GameStop’s Four Pillars
GameStop claims to have a plan for returning to profitability. It rests on four pillars: improved operational efficiency, transform GameStop stores into social and cultural hubs, create a “frictionless digital ecosystem,” and “transform our vendor and partner relationships for the future of gaming.”
The company has already taken a number of steps to support the first pillar, including closing stores, cutting costs, and reducing its debt and inventory levels. GameStop has evidently begun stocking PC accessories in an effort to appeal to that market. As a PC gamer who used to love going into physical game stores and looking through the boxes, I haven’t forgotten the fact that most if not all GameStop locations quit stocking PC games a decade or more ago. The chain’s abandonment of the market helped shift PC titles almost entirely to digital and I’m not keen to revisit it for anything PC-related.
As for turning GameStop into a cultural or social hub for gaming, I’d love to see GameStop transform itself into a place where people could go to play games together. I’d really love to see how the company could possibly pull off transforming itself into a social hub given that most GameStop stores can only comfortably hold a handful of people. Every GameStop store I’ve ever seen dedicates the vast majority of its floor space to products and giving up room for local gatherings would mean reducing visible store inventory.

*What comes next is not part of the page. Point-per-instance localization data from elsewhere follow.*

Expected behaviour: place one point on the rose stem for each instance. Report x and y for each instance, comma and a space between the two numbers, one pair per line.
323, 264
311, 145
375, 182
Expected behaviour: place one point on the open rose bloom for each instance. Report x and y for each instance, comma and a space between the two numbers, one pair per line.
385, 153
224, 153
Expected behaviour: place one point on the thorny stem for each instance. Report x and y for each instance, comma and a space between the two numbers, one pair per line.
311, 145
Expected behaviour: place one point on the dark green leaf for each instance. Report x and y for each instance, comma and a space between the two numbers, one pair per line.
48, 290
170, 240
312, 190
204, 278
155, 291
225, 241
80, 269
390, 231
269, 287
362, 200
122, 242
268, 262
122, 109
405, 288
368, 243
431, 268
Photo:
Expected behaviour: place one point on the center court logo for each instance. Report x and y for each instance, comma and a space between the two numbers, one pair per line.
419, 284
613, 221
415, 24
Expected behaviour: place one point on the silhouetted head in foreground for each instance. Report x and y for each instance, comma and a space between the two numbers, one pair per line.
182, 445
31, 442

GameStop claims to be pleased with its early efforts to make e-sports a profit center and with early store renovation efforts, so we’ll have to wait and see how this plays out or if it proves a sustainable profit center. The company shared relatively little about its fourth pillar in the Q3 2019 conference call and described various improvements in its online store performance metrics. All told, the company’s efforts to pump its own recovery story sound like what we heard from Blockbuster or RIM before their respective failure and collapse. GameStop is attempting to reinvent itself after teaching its customers to treat it like a location of last resort.
Not all of GameStop’s problems are driven by collapsing game sales. The company reported a net loss from continuing operations of $83.2 million in Q3 2019. It spent $115M on stock buybacks in the same quarter.
The irony in all of this is that I think gaming and gamers will be genuinely worse off once GameStop is gone. The benefits of being able to drive to a store and pick up a physical copy of a game as opposed to ordering it are real, but as fewer and fewer gamers buy physical games, GameStop’s ability to generate continuing profits will be increasingly imperiled. If the physical market for games dies — as it seems likely to do during the next console generation — how will GameStop reinvent itself as a gaming hub and e-sports location, and what’s the value of the stores themselves if purchases are moving online?